One concrete pivot worth noting: bb.q South Salt Lake opened as a fast-casual (order at the counter) and within the first months switched to a sit-down model with table service. Most fast-casual operations in 2025 have gone the opposite direction (kiosk-and-app), so the choice to add servers is a stylistic statement. It tells you the operator wants this to feel like a Korean restaurant rather than a fried chicken counter.

Where bb.q Fits in South Salt Lake's K-Town

Worth a quick map. State Street between 3000 and 4000 South is where the Korean food density is highest in the entire valley. Baek Ri Hyang at 3460 S anchors the corridor with banchan-heavy Korean home cooking and a 4.3 rating across 576 reviews. K-Recipe at 3300 S is the small-batch operation pulling 4.9 stars from a smaller but devoted following. The older Korean BBQ houses, the Korean grocery markets, and the Korean dessert shops fill in the rest.

bb.q Chicken at 3490 S — sitting literally across from Baek Ri Hyang's address — is the franchise entry to a corridor that until now was independent-operator-only. That's a structural shift. It also means the South Salt Lake K-Town just gained the Korean fried chicken category at a serious scale, which is the one major Korean food category that had been underrepresented relative to the BBQ and the home-cooking sides of the menu.

For a Salt Lake diner who wants to do a Korean food crawl, the State Street corridor is now functionally complete: barbecue houses, banchan-and-stew operations, and the Korean fried chicken pole, all within two miles.

Planning Your Visit

Address: 3490 S State Street, South Salt Lake, UT 84115. Phone: (385) 474-7917. Hours: Sunday through Thursday 11 a.m. to 9 p.m., Friday and Saturday 11 a.m. to 11 p.m. Online ordering through DoorDash, Grubhub, and the bb.q Chicken direct portal.

This is a sit-down dining room with table service. Parking is available in the lot the building shares with adjacent State Street businesses. Family-friendly. The Korean soda program and the boba-adjacent drinks make this a decent option for a teenage dinner outing.

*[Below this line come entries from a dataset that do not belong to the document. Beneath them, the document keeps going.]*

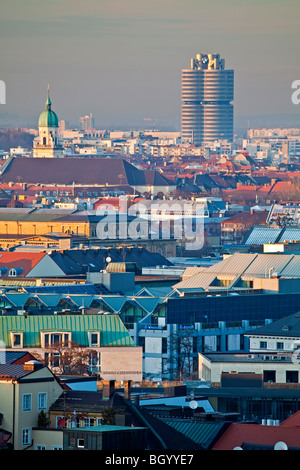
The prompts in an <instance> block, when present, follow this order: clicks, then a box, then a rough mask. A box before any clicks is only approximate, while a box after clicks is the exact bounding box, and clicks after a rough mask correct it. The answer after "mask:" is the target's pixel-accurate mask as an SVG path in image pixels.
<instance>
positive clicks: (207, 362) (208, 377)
mask: <svg viewBox="0 0 300 470" xmlns="http://www.w3.org/2000/svg"><path fill="white" fill-rule="evenodd" d="M299 372H300V363H298V364H296V363H295V362H294V361H293V360H292V355H291V354H287V353H286V354H281V353H280V354H279V353H278V354H277V353H273V354H271V353H269V354H262V353H260V354H230V353H229V354H205V355H204V354H201V353H199V379H201V380H204V381H207V382H210V383H211V385H212V387H221V386H223V387H229V386H231V387H245V386H246V385H245V384H248V385H247V386H249V387H250V386H251V387H255V388H263V387H266V388H267V387H268V386H273V385H277V386H278V385H281V386H282V385H285V386H289V387H292V386H298V388H299V387H300V380H299V377H300V375H299ZM243 382H244V383H243Z"/></svg>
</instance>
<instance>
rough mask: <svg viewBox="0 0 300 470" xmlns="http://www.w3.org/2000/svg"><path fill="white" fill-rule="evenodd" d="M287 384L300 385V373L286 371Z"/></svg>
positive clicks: (286, 378)
mask: <svg viewBox="0 0 300 470" xmlns="http://www.w3.org/2000/svg"><path fill="white" fill-rule="evenodd" d="M286 382H287V383H296V384H297V383H298V382H299V372H298V371H297V370H287V371H286Z"/></svg>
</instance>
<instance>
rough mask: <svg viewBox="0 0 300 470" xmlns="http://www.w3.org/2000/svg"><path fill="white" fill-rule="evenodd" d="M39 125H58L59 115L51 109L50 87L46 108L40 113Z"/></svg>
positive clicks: (47, 97) (41, 126)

Planning Your Visit to BBQ Chicken

Best first-visit order: a Golden Original whole chicken for the table (the brand's signature dish, the one that earned the reputation), a side order of Honey Garlic Wings (the most-praised dish in the customer reviews), and a Rose Ddeokbokki (the dish that signals the kitchen's range beyond the fryer). That's the three-dish snapshot that tells you whether bb.q's South Salt Lake location is the franchise running at its best.

Why It's Worth Knowing About

A 'worth checking out' recommendation, calibrated honestly. This is a franchise, not a one-of-a-kind Utah story. The food is consistent with the global brand standard. The franchisee has run the operation well enough to draw 367 Google reviews and a 4.5-star average in less than two years.

But for a South Salt Lake diner who wants Korean fried chicken at a real Korean restaurant standard — shatter crust, juicy meat, glaze that actually tastes Korean rather than American-Asian — bb.q on State Street is the address. The fact that the location has settled into the developing K-Town corridor on State Street, sitting two doors from Baek Ri Hyang and a block from K-Recipe, gives Salt Lake's Korean food scene the kind of geographic density that makes one neighborhood worth driving across the valley for.

Show up hungry. Order the whole chicken. Order the ddeokbokki. The rest of the menu earns its second visit.